The incident has prompted police to issue a warning about the dangers of taking the mushrooms, which have been "popping up all over the place" due to
the recent rain and mild temperatures.
Acting Senior Sergeant Peter Masters said the Kerikeri 19-year-old consumed  the mushrooms on May 15 and was taken first to Bay of Islands Hospital in Kawakawa, then transferred to Whangarei.
He was "out of control" in hospital and had to be cuffed to the bed by his hands and feet to stop him harming himself or others.
Mr Masters said the mushrooms' active ingredient, psilocybin, was a class A controlled drug with a chemical make-up similar to that of LSD.
Cannabis was by comparison only class C, which illustrated the seriousness of magic mushrooms.
"I don't know why people do it. Why take the risk? You can end up psychotic, with mental health problems for life, or dead."
Over the past few weeks, Far North police had fielded several complaints about people searching for mushrooms in private gardens, including one from a property owner who had called into the Kerikeri station just yesterday.
Mr Masters urged anyone who saw people "fossicking in their gardens" for the fungi to call police immediately.
"We're keen to get on top of this," he said. A Whangarei Hospital spokeswoman said the teenager had been treated and discharged.
John Fountain, a medical toxicologist at Otago University's National Poisons Centre, said an overdose of magic mushrooms could make people "quite unwell" with seizures and toxic syndromes.
The problem with mushrooms was that it was difficult to control the dose: "One day you might get the desired dose, the next you might get a lot more."
Users could also do things while hallucinating that they normally wouldn't, such as trying to fly from a building, but the greatest risk came from picking the wrong kind of mushroom.
The death cap mushroom, for example, looked similar to the untrained eye but could cause severe toxicity and even death.
"There are some very poisonous mushrooms out there. Our advice is to be very cautious and not collect any mushrooms unless you really know what you're doing and are able to correctly identify them."
The centre was fielding one mushroom-related call a day now mushroom season had started.
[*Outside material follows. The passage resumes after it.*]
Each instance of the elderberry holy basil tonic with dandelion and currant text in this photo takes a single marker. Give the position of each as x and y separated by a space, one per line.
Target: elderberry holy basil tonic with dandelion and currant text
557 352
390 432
Ross Bell, executive director of the New Zealand Drug Foundation, said the magic mushrooms were neither addictive nor toxic, but the effects depended on the dose, which was hard to control.
"The risks are around what the hallucination is going to make you do - people can freak out quite a lot - and that you can think you have a magic mushroom, but instead you're ingesting a highly toxic wild mushroom."
Mr Bell advised staying with anyone who was hallucinating  and calling an ambulance.
 

In 2007, heart transplant recipient Te Awhina Hawera, 23, from Hamilton, died after consuming magic mushrooms.